Thanks for the scouting report. Keep updating as you might save me some time this afternoon. I previously posted a thread about checking Lakeville Lake this evening. It too may go from 4" to 2" about 75 yards off the boat launch. I've only been checking 10 yards out for the past three weeks. I don't want any chances of getting wet / losing my gear.


----------



## blood trail (Mar 31, 2010)

Well, lake # 2 is about the same report..3-4" a little ways out from shore and the just kept getting thinner and thinner...at least it's a nice day to pound the woods, guess I'm gonna head home to grab the boy and a bunny gun!
_Posted via Mobile Device_


----------



## blood trail (Mar 31, 2010)

Been fishin a little 50-60 acre lake in Highland since about 11 this morning. About 3-4" of nice black snow covered ice...no white ice whatsoever! Some spots are a little less than 3" but not many.

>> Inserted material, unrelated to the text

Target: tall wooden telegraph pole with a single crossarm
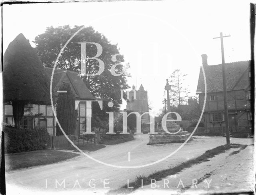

The bite has been crazy slow though. I wanted to spear this lalke today, think I'm gonna wait till sunday. 

All the holes were slushin up n freezing up fast, so I think were finally makin some good ice!!!...now let's just hope it stays!
_Posted via Mobile Device_


----------



## wintrrun (Jun 11, 2008)

Checked a small lake real quick.
4 holes punched out to 50yds from shore with a 4" avg.
She's definitely making ice.
Going to hold off til tomorrow morning now and just make a day of it.


----------



## joe66 (Dec 9, 2010)

We fished howell yesterday 1.5 inches 2 in some spots but I was solid didnt make a nosie till the sun went down then you could tell she was making ice hoping we got an inch of new ice last night, headed back out in a few hours

Outdoor Hub mobile, the outdoor information engine


----------



## Quack Attacker (Jan 12, 2012)

Went out today and finally stared off 2012 with spearing a 28 incher.


----------



## blood trail (Mar 31, 2010)

That's awesome Quack!...I'm hopin to get out sunday to throw a fork.
_Posted via Mobile Device_


----------